Databases Project🔗
This project is detailed in the ETL class.
You are part of a 4-person data engineering team at a startup, tasked with designing and implementing an ETL/ELT pipeline. Your assignment is to submit a 2-4 page report detailing the choices made for the ETL/ELT pipeline and to provide a demo of an example database. Your startup ideas will be defined in the AI Business Models class; the goal of this project is to make a proof-of-concept of the data pipeline for part of your startup.
In your report, you need to clearly explain and justify your decisions for each phase of the pipeline:
-
Extract (E): Identify and explain where the data is coming from. Discuss the sources and why they were chosen.
-
Transform (T): Explain how the data is being transformed.
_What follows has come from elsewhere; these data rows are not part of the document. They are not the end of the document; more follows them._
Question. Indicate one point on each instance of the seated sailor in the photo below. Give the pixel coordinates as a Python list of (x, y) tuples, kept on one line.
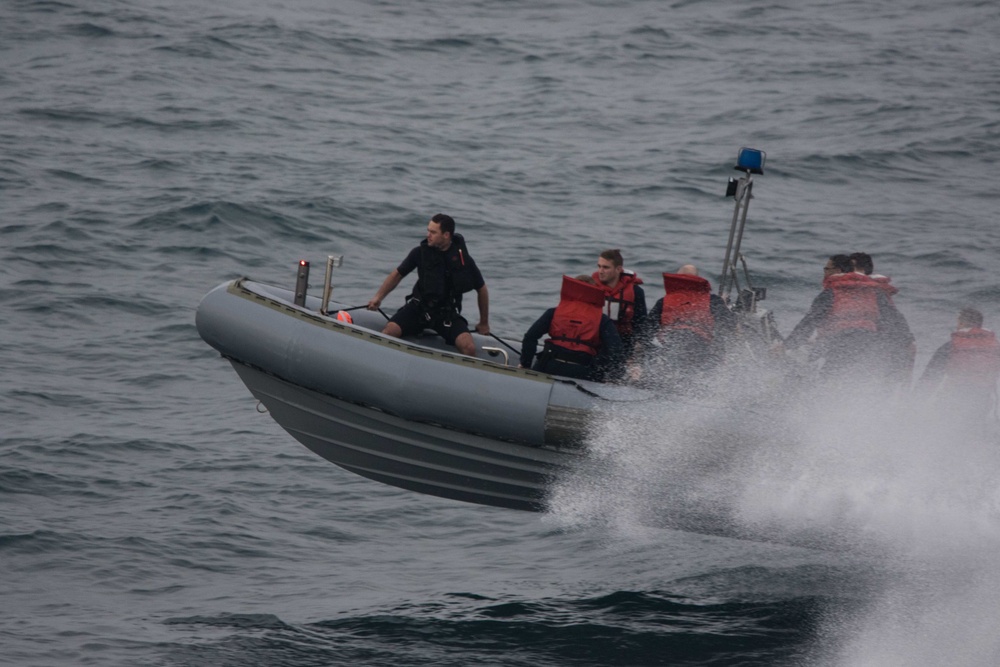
[(963, 373), (690, 323), (583, 342)]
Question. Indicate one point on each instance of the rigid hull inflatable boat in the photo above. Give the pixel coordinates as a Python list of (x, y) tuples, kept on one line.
[(413, 413)]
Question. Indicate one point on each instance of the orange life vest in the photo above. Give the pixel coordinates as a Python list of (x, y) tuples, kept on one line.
[(620, 300), (687, 304), (576, 324), (855, 303)]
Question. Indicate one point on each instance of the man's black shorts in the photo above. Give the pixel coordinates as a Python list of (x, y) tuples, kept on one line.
[(412, 320)]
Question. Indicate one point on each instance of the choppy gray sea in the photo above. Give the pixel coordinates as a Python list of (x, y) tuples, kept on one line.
[(150, 150)]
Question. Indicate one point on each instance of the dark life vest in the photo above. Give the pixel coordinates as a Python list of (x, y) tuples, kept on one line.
[(687, 304), (576, 323), (620, 299), (975, 357), (855, 303), (444, 276)]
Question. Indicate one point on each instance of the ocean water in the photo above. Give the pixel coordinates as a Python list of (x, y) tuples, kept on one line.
[(151, 150)]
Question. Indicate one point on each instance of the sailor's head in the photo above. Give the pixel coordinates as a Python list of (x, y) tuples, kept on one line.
[(610, 266), (837, 264), (862, 262), (440, 229)]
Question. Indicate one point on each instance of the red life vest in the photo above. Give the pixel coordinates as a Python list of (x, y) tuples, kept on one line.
[(975, 356), (687, 304), (576, 324), (855, 303), (622, 294)]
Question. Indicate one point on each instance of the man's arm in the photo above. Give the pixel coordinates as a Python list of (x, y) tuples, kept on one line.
[(610, 361), (483, 297), (935, 367), (529, 344), (820, 307), (389, 284), (639, 314)]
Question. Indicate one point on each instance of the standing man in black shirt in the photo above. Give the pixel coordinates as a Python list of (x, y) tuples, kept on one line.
[(445, 271)]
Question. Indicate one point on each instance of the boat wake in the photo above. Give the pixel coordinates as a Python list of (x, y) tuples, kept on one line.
[(885, 478)]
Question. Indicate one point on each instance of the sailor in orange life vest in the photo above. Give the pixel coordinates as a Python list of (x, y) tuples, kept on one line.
[(624, 300), (965, 370), (851, 317), (583, 342), (690, 321), (445, 271), (900, 351)]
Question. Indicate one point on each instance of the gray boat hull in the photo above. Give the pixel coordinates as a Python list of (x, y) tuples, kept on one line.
[(411, 413)]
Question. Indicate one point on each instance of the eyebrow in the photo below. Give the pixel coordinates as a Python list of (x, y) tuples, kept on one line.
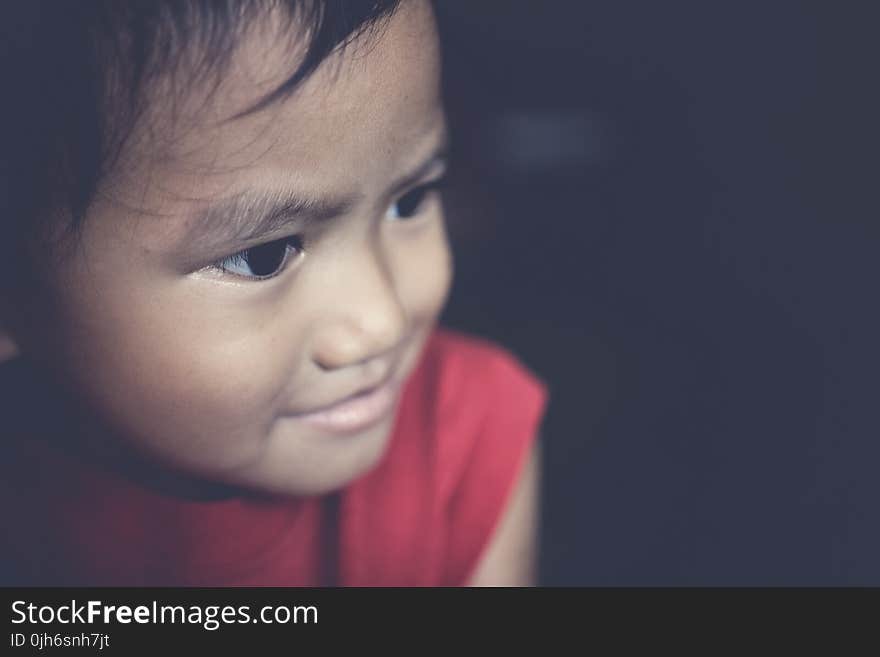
[(253, 213)]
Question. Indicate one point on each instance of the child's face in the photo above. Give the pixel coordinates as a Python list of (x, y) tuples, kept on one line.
[(210, 370)]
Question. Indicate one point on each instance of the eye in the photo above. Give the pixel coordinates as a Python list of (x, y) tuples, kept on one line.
[(263, 261), (410, 204)]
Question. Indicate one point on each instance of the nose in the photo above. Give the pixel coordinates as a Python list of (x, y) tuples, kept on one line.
[(366, 318)]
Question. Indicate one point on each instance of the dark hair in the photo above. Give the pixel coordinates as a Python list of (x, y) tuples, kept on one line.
[(74, 74)]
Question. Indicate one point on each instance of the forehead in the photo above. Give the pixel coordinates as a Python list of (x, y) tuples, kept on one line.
[(358, 116)]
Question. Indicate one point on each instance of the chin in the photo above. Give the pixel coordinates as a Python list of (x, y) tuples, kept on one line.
[(318, 470)]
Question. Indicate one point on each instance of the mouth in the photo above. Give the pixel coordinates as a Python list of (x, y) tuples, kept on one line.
[(355, 413)]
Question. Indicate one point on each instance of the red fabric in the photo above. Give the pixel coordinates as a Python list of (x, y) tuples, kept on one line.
[(422, 517)]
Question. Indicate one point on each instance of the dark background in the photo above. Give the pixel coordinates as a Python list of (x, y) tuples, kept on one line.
[(669, 211)]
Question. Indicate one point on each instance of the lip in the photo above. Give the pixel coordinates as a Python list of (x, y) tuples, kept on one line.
[(355, 413)]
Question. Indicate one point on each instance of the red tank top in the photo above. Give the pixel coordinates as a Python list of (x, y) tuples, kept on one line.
[(422, 516)]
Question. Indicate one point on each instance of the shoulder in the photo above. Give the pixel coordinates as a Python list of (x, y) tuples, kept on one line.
[(465, 427), (489, 407)]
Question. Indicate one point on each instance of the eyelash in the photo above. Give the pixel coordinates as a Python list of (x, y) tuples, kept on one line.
[(413, 200)]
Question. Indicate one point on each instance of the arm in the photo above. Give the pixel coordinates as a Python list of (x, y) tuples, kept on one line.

Describe the processes, tools, and techniques used to clean, aggregate, or modify the data to make it useful for its intended purpose.
-
Load (L): Detail how the data is loaded into the system, how it is stored, and how it will be used or queried. Discuss the database or storage options chosen, and explain how the data will be utilized by the organization or application.
Along with the report, you are expected to provide a demo of an example database. You can use PostgreSQL, MongoDB, or another database system of your choice. The demo should include:
- Documented scripts to load and manipulate example data that demonstrates the choices made for the ETL pipeline.
- The data used in the demo does not need to be exhaustive, but it should be sufficient to illustrate the key decisions in the ETL process.
Grading Criteria:🔗
- Report Rigor (6 points): Depth and thoroughness in explaining your ETL/ELT choices.
- Report Clarity (6 points): How clearly and effectively your report communicates the ETL/ELT pipeline.
- Demo Data (4 points): Appropriateness and accuracy of the example data used in the demo.
- Demo Manipulation (4 points): Functionality and quality of the data manipulation demonstrated in the example.
Deadline:🔗
- There will be a 3 hour work session on this project on Sep 30 2025
- The report and demo must be submitted by October 23, 2025, end of day to the LMS.